A new documentary traces the history and legacy of the world-famous Ballet Russes, and actually brings together some of the company’s original stars for the first time in decades. “The extraordinary film splices interviews with the surviving dancers with original 16mm footage of performances and nervous, gossipy backstage moments and more than 400 archive stills, gathered from the dancers’ private collections and from trawls on eBay, which produced every Ballets Russes programme from 1933-62.”

St. Luke’s Gets $5m Endowment Boost

The New York-based Orchestra of St. Luke’s, a much-lauded ensemble made up of freelance musicians, has received an anonymous $5 million gift intended to allow the organization to start an endowment fund. “Orchestra of St. Luke’s has an annual budget of $5 million… The organization expects to raise about $280,000 this year from individuals and $250,000 to $300,000 from the board, with the rest coming from foundation gifts and ticket sales.”

Is TV’s Future Online?

As traditional TV viewership (especially for the Big Four broadcast networks) continues to decline, networks are scrambling to find alternate methods of delivering content to consumers. “Six months after ABC struck the first deal to sell commercial-free TV episodes online, networks are rushing to offer everything from individual programs to season subscriptions. Web viewers can even watch some shows for free — with advertising.”

Facelift For Toronto PAC

Toronto’s St.
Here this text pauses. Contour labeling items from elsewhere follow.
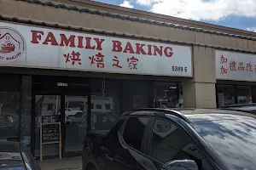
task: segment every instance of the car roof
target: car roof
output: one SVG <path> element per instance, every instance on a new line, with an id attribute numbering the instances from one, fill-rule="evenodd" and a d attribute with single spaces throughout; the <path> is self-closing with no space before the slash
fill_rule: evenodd
<path id="1" fill-rule="evenodd" d="M 123 116 L 164 116 L 166 115 L 172 115 L 177 116 L 187 122 L 207 122 L 207 121 L 217 121 L 217 120 L 230 120 L 230 119 L 241 119 L 247 117 L 256 118 L 256 114 L 243 111 L 234 110 L 229 109 L 158 109 L 158 108 L 144 108 L 138 109 L 132 111 L 127 111 Z"/>

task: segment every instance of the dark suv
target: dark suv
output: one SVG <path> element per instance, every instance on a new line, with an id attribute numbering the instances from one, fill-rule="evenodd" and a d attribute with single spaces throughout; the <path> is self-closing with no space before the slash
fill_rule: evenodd
<path id="1" fill-rule="evenodd" d="M 109 132 L 90 132 L 83 170 L 255 170 L 255 114 L 140 109 Z"/>

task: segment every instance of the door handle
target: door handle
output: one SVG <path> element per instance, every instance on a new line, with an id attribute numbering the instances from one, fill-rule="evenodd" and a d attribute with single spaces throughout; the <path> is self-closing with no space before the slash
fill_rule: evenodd
<path id="1" fill-rule="evenodd" d="M 108 154 L 105 154 L 105 156 L 110 161 L 113 161 L 113 157 L 109 156 Z"/>

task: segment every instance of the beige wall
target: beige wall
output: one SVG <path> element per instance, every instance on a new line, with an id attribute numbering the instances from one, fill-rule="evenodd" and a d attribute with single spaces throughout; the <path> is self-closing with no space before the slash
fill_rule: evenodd
<path id="1" fill-rule="evenodd" d="M 132 22 L 21 1 L 1 0 L 0 3 L 0 14 L 4 19 L 17 17 L 22 20 L 31 20 L 190 44 L 193 47 L 194 77 L 181 79 L 186 107 L 216 107 L 215 48 L 226 48 L 228 50 L 244 50 L 247 53 L 256 51 L 255 41 Z"/>

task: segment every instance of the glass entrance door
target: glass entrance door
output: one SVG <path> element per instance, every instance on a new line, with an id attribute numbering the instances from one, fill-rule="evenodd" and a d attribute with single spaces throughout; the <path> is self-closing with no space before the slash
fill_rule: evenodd
<path id="1" fill-rule="evenodd" d="M 65 96 L 65 155 L 79 153 L 87 133 L 88 96 Z"/>
<path id="2" fill-rule="evenodd" d="M 35 95 L 35 150 L 34 156 L 40 153 L 40 124 L 47 117 L 55 117 L 61 121 L 61 95 Z M 44 144 L 43 156 L 58 156 L 59 144 Z"/>

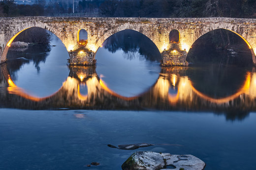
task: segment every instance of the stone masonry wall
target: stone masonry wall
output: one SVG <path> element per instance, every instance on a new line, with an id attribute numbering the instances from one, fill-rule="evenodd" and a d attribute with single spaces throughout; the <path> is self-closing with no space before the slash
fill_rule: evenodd
<path id="1" fill-rule="evenodd" d="M 85 49 L 96 53 L 109 36 L 125 30 L 138 31 L 150 39 L 160 53 L 170 47 L 169 34 L 173 29 L 180 34 L 179 46 L 187 52 L 201 36 L 213 30 L 224 28 L 236 33 L 250 44 L 254 63 L 256 64 L 256 19 L 225 18 L 139 18 L 25 17 L 0 18 L 0 50 L 1 63 L 6 59 L 8 41 L 25 29 L 37 26 L 49 30 L 64 44 L 68 52 L 78 48 L 77 33 L 81 29 L 88 33 Z M 95 56 L 94 56 L 94 59 Z"/>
Lawrence Centre for the Arts is getting a $3 million overhaul, which the center’s board hopes will reinvigorate its mission as well as its image. “The centre, conceived as one of Canada’s Centennial projects, opened in 1970. It is home to seven resident companies — including the Canadian Stage Company — and is used by more than 50 other arts and community organizations annually.”

Boeing Gives $15m To Smithsonian

“The Boeing Co. and the Smithsonian Institution announced yesterday that the aviation giant is giving $15 million to the National Air and Space Museum. The gift, the largest corporate gift in Smithsonian history, will go to the planned expansion of the Steven F. Udvar-Hazy Center, the Virginia annex of the main museum on the Mall.”

Running With The Crowd

The nationwide rallies this week calling for equal rights for immigrants both legal and illegal made for some stunning pictures, as hundreds of thousands of marchers turned out in cities across the US. The experience has Philip Kennicott thinking about the meaning of crowds, and the sometimes contradictory ideas they embody. “The crowd image generally reflects the latent fears inspired by those who have gathered in the streets… Just as the eye scans the multitudes in a Bruegel painting, the lens scans the crowd, and finds it festive or restive, attentive or dull, emotional or over-passionate. But those are really metaphors: The individual stands for the crowd.”

Crowding The Shelves

“Birds travel in flocks, fish in schools. Sometimes books arrive in cohorts, too, testing the attention spans of booksellers, reviewers and, most of all, readers… For publishers and authors, these pileups can lead to a scramble to distinguish their books from the pack, with moved release dates and changed marketing plans. Authors battle to snag talk-show spots. Book reviews often pair books, and booksellers clump them onto a themed table. For readers, this can create confusion, or worse, fatigue.”